Even against such a vaunted offense as the Chicago White Sox B-Squad, this was unexpected. It was in no way pretty, and caused some consternation in the coaching staff. While it was absolutely a mess, Carrasco certainly did prove one thing. He’s no Justin Masterson.
It’s a weird thing to say about a guy some consider a Cy Young fringe candidate, comparing him to a pseudo-ace from earlier this decade. They’re hard to compare. But if there’s one thing Masterson could do, it’s live off his fastball. For one day, at least. Yes, this is another chance to write about my favorite pitching performance ever.
On July 19, 2011 while facing the Minnesota Twins, Masterson simplified things for his catcher. That day he threw 104 pitches. 103 of those were either his four-seam or sinker, which acts as a fastball out of his hands. He worked 7.2 innings of shutout ball.
It was awesome. The velocity chart looks like this for his outing:
That’s one of the coolest charts I’ve ever seen. Like some kind of shoddy EKG that got briefly unplugged. He pounded the zone too, something like this:
That one little red dot is the lone slider he tossed in to keep the Minnesota Twins off-balance. Somehow, it worked. These were major league hitters. You’d think they’d have caught on after a few innings, though that slider might have created just enough question in hitters’ minds. He was lucky, getting a lot of batted outs, but all that matters is the fastballs and the outs. Both were tallied up by the handful.
At his best, Masterson was a pretty good pitcher, with a fastball that had excellent life to it and a high velocity sinker that fell out of the zone. It just didn’t last long, is all. Carrasco has shown himself to have more general stuff, but he’s never done what Masterson did that one shining day.
At his most extreme since becoming a starter full-time in August 2014, the most fastballs he’s thrown in one outing was 72 against Cincinnati on July 19, 2015. He threw no sinkers that day, 22 change-ups and a few breaking pitches. That’s the best he’s demonstrated. Is it trust, or lack thereof in his fastball? Or more that he just has a really good slider? Any of these are possible. He’s actually never thrown more than a total of 72 fastball/sinkers combined in one game, which is odd since you’d think he’d have been feeling it at some point. But one of the best things about Carrasco is that he’s got so many very good pitches but nothing truly amazing. It makes for a better starter than reliever, and it’s why he has gotten so good.
It’s hard to be actually worried about Carrasco’s repeatedly shaking off Yan Gomes and going back to the fastball simply because it’s spring training. I’m honestly surprised that this doesn’t happen more often. It seems to me that trying a new pitch, or trying something new with one of your classics, would be a great idea against opposing players who are actually trying rather than in a bullpen session or in a simulated game. The opponent isn’t just taking it easy. Some are even trying super hard to make the team, and facing a very intent young prospect probably is just as hard as a coasting full time player.

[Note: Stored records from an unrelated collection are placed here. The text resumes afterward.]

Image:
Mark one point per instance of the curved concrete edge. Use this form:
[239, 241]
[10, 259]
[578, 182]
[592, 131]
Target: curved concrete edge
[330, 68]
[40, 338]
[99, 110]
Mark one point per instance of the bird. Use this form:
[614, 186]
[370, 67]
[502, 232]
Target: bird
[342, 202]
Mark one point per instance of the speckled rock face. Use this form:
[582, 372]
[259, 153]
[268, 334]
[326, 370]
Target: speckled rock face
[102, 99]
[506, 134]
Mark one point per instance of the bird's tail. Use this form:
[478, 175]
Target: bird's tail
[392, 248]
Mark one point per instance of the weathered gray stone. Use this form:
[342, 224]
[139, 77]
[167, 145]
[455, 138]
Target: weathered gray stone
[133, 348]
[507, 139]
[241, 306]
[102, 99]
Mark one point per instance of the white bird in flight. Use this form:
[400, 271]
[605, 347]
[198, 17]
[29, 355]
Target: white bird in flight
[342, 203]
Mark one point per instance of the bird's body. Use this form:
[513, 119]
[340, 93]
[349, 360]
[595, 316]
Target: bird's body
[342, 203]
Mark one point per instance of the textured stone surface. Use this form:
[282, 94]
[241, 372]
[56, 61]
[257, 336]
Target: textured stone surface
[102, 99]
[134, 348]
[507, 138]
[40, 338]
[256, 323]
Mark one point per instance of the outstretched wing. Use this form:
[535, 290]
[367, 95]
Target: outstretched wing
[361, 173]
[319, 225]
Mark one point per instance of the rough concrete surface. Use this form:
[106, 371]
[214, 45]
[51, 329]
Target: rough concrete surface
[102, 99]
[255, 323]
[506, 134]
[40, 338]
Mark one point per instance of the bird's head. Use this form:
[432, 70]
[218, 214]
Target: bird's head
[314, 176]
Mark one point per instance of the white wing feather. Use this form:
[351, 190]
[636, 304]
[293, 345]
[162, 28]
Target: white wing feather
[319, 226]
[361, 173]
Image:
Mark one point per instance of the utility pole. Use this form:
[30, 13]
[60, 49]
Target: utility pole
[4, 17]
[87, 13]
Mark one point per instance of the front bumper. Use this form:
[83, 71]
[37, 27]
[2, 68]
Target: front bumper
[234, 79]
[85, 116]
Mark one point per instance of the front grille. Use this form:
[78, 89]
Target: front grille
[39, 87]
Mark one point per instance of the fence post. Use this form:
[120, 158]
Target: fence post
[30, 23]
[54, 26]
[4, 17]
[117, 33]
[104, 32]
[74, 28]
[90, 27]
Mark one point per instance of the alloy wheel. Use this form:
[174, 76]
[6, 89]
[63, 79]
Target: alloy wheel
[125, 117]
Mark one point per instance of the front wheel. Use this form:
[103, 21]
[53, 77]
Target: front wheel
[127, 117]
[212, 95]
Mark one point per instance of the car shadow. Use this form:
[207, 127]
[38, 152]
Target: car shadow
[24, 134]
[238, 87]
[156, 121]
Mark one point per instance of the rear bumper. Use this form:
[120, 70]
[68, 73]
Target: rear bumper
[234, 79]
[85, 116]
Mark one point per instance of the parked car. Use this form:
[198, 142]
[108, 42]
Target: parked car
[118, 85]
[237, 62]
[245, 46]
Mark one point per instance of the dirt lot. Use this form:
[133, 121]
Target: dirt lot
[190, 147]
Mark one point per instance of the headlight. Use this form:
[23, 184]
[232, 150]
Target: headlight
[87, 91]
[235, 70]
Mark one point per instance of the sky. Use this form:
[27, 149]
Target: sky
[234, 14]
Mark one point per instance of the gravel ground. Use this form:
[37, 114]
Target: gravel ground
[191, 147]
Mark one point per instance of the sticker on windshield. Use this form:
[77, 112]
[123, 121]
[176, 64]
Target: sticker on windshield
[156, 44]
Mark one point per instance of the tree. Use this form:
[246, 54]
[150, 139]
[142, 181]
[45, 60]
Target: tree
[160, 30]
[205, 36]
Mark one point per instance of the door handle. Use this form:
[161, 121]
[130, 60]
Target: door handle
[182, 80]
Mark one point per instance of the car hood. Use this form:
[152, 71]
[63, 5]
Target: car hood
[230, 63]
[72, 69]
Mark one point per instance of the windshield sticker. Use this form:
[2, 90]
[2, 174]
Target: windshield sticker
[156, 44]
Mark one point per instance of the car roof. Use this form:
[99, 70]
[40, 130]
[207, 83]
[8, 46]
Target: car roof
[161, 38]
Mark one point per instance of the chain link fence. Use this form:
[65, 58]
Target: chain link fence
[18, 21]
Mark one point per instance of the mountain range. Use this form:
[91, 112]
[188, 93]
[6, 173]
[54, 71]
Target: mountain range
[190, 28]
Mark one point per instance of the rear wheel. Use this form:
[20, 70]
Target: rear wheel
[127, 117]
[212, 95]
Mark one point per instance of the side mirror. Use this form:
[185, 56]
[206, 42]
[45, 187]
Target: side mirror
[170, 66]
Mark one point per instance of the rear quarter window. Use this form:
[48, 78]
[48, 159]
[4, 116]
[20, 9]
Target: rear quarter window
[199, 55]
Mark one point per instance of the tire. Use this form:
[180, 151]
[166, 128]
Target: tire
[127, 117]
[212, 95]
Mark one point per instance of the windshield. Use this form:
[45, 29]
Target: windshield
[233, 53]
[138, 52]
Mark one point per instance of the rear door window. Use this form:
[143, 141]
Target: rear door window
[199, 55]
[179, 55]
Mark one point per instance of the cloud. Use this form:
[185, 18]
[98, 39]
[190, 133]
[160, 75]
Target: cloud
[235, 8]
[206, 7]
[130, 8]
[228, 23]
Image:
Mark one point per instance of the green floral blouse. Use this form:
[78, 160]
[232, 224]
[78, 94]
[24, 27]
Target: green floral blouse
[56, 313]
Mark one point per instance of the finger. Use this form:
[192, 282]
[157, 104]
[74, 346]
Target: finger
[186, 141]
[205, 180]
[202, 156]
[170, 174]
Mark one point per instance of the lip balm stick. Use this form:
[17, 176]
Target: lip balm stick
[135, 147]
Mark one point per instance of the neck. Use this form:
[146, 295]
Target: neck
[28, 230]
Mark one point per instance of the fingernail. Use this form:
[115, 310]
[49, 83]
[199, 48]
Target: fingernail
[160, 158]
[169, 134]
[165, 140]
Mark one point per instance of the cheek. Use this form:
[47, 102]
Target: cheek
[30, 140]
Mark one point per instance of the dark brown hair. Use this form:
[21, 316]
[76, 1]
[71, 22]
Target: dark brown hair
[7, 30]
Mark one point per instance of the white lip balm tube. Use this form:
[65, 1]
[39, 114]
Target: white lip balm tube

It is likely we’ll never see what Masterson did again. Certainly not from Carrasco, or pretty much any starter currently on the Indians. Corey Kluber is too crafty (though he could use his four-seam, sinker and cutter, I suppose. That’s pushing it, though), Trevor Bauer too fidgety, Josh Tomlin would get killed. Maybe Danny Salazar, he’s the only one with the kind of fastball that could do it. He just doesn’t have the secondary fastball to make it work though. You need a little deception, even if everything is coming in at 95.
It would have been cool for Masterson to stick around, and be good while doing it, of course. He would have been a nice part of the team, but it was never to be. At least we’ll always have July 19, 2011. For one perfect moment, he was uniquely spectacular.